Action enablers are a pretty neat feature that
supports dealing with concurrency issues that might arise when working with
background tasks. Have a look at the Javadocs for the
CommandActionTask
and
EnablerBuilder
classes for more details about the enabler
mechanism.
One special case of longer-running tasks is the processing of builder
scripts. Well, actually typical builder scripts are executed pretty fast,
but nevertheless this operation involves I/O activities, so it will not do
any harm to put it in a background thread. JGUIraffe provides a
pre-defined Command
implementation that processes a builder
script and opens the main window defined by the script. This command can be
used for instance everytime an application needs to open a dialog window.
The following code fragment shows an example:
<di:bean name="openNewFileDialogCommand" beanClass="net.sf.jguiraffe.gui.app.OpenWindowCommand"> <di:constructor> <di:param> <di:bean beanClass="net.sf.jguiraffe.locators.ClassPathLocator"> <di:factory> <di:methodInvocation method="getInstance" targetClass="net.sf.jguiraffe.locators.ClassPathLocator"> <di:param value="newfile.jelly"/> </di:methodInvocation> </di:factory> </di:bean> </di:param> </di:constructor> </di:bean>
OpenWindowCommand
implements the Command
interface
in a way that it executes the builder script defined by the
Locator
object passed to the constructor. After the script has been evaluated
the window it defines is opened. The bean definition in the example fragment
declares an instance of OpenWindowCommand
and also defines the
Locator
object to be passed to the constructor - a
ClassPathLocator
in this case. The major part of the bean
definition deals with the creation of the ClassPathLocator
object. This is because instances of this class are created using a static
factory method which complicates the definition. Fortunately, there is a
simpler way to write this declaration because the dependency injection
framework provides a specialized
data type converter for Locator
objects:
LocatorConverter
. The Javadocs of this class describe the syntax
understood by this converter. Using this mechanism the declaration of the
command can be abbreviated as follows:
<di:bean name="openNewFileDialogCommand" beanClass="net.sf.jguiraffe.gui.app.OpenWindowCommand"> <di:constructor> <di:param value="classpath:newfile.jelly"/> </di:constructor> </di:bean>
This is much easier, isn't it? Now this command bean can be assigned a
CommandActionTask
bean, and then it is directly available to an
action:
<di:bean name="openNewFileDialogTask" beanClass="net.sf.jguiraffe.gui.app.CommandActionTask"> <di:setProperty property="commandBeanName" value="openNewFileDialogCommand"/> <di:setProperty property="enablerSpecification" value="action:fileNewAction"/> </di:bean>
Because the builder script newfile.jelly is read the dialog window
created by the command is proably about creating a new file. So the
corresponding task can be referenced by the fileNewAction. Note
that this action also appears in the enablerSpecification
property of the task bean.
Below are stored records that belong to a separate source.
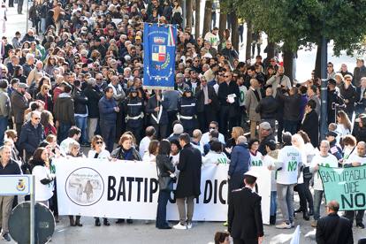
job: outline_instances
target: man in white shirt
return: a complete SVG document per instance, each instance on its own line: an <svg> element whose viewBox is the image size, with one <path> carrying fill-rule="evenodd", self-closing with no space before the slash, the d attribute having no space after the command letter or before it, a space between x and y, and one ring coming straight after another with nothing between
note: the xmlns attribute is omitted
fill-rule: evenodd
<svg viewBox="0 0 366 244"><path fill-rule="evenodd" d="M213 130L218 131L218 123L216 121L210 122L209 131L203 133L202 137L201 138L201 141L200 141L201 145L206 145L207 143L210 142L210 133ZM218 141L221 143L225 144L225 137L224 137L224 134L222 134L221 133L218 133Z"/></svg>
<svg viewBox="0 0 366 244"><path fill-rule="evenodd" d="M290 229L294 224L294 187L297 184L302 165L301 153L291 144L292 135L284 133L285 146L279 150L277 169L277 194L284 222L276 225L278 229Z"/></svg>
<svg viewBox="0 0 366 244"><path fill-rule="evenodd" d="M345 167L358 167L361 165L366 164L366 143L364 141L360 141L357 143L357 152L351 154L348 159L345 163ZM365 210L357 210L357 211L346 211L345 216L347 218L354 223L355 214L356 219L356 226L360 229L364 229L365 225L362 223L363 215Z"/></svg>
<svg viewBox="0 0 366 244"><path fill-rule="evenodd" d="M141 141L140 141L139 145L139 153L141 158L145 152L149 149L149 145L150 144L151 140L155 136L155 128L153 126L149 126L145 129L145 137L142 138Z"/></svg>
<svg viewBox="0 0 366 244"><path fill-rule="evenodd" d="M332 168L338 167L338 159L329 153L330 148L328 141L322 141L320 142L320 151L313 157L310 164L310 172L314 172L314 221L311 223L312 227L316 227L317 220L320 217L320 205L324 193L322 179L317 172L319 165Z"/></svg>

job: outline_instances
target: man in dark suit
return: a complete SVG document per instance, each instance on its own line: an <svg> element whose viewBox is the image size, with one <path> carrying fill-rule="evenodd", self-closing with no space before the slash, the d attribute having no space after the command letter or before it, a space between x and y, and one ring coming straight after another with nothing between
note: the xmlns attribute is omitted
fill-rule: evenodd
<svg viewBox="0 0 366 244"><path fill-rule="evenodd" d="M319 117L316 111L316 102L309 100L305 106L305 118L301 127L301 130L308 133L314 148L319 145L319 129L318 126L314 126L314 125L318 125L319 122Z"/></svg>
<svg viewBox="0 0 366 244"><path fill-rule="evenodd" d="M263 241L262 197L253 192L256 174L253 171L246 172L245 187L232 193L227 222L233 244L261 244Z"/></svg>
<svg viewBox="0 0 366 244"><path fill-rule="evenodd" d="M356 88L356 93L355 118L366 109L366 77L361 78L361 86Z"/></svg>
<svg viewBox="0 0 366 244"><path fill-rule="evenodd" d="M211 86L207 85L204 76L201 77L201 85L195 88L197 98L196 111L200 129L202 133L209 130L207 125L217 121L217 113L219 109L217 95Z"/></svg>
<svg viewBox="0 0 366 244"><path fill-rule="evenodd" d="M179 163L177 164L177 169L180 172L175 192L179 222L173 226L178 230L192 228L194 200L201 194L202 154L190 142L191 139L187 133L184 133L179 135L179 145L182 147L182 150L179 153Z"/></svg>
<svg viewBox="0 0 366 244"><path fill-rule="evenodd" d="M348 219L339 217L337 212L339 203L331 201L326 210L328 216L321 217L316 225L317 244L351 244L354 243L352 224Z"/></svg>

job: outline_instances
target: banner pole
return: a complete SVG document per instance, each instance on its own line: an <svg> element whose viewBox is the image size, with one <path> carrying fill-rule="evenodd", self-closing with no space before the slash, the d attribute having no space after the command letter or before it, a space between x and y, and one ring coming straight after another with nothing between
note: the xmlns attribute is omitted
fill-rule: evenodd
<svg viewBox="0 0 366 244"><path fill-rule="evenodd" d="M34 201L34 176L32 175L31 179L31 194L30 194L30 244L35 244L34 239L34 210L35 210L35 201Z"/></svg>

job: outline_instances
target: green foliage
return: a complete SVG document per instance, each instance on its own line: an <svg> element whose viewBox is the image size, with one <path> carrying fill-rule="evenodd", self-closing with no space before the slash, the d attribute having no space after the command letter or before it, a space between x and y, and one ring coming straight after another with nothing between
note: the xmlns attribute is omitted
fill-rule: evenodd
<svg viewBox="0 0 366 244"><path fill-rule="evenodd" d="M366 0L224 0L239 17L264 31L270 41L299 47L320 43L322 35L333 40L334 53L362 50L366 34Z"/></svg>

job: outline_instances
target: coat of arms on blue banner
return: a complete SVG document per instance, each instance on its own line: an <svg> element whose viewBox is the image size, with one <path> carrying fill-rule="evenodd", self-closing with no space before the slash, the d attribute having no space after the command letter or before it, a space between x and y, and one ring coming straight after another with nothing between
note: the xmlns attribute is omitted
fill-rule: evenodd
<svg viewBox="0 0 366 244"><path fill-rule="evenodd" d="M144 88L174 89L176 40L176 26L144 24Z"/></svg>

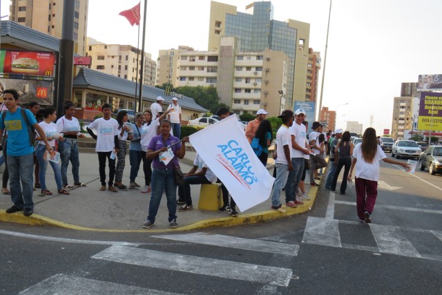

So while the builder script is processed, the
user cannot trigger the action again to open multiple copies of the dialog.
When the dialog is open it is modal, so actions in the parent window are
not available per se.
These examples show that actions for opening dialog windows that are defined
by builder scripts can be completely defined in a declarative way. No
programming is required unless there are special requirements related to the
initialization of the builder. For instance, if some application-specific
properties have to be passed to the builder script, a custom class has to
be created. This class can be derived from
OpenWindowCommand
; it can override the
prepareBuilderData()
method to perform additional
initialization before the builder is invoked.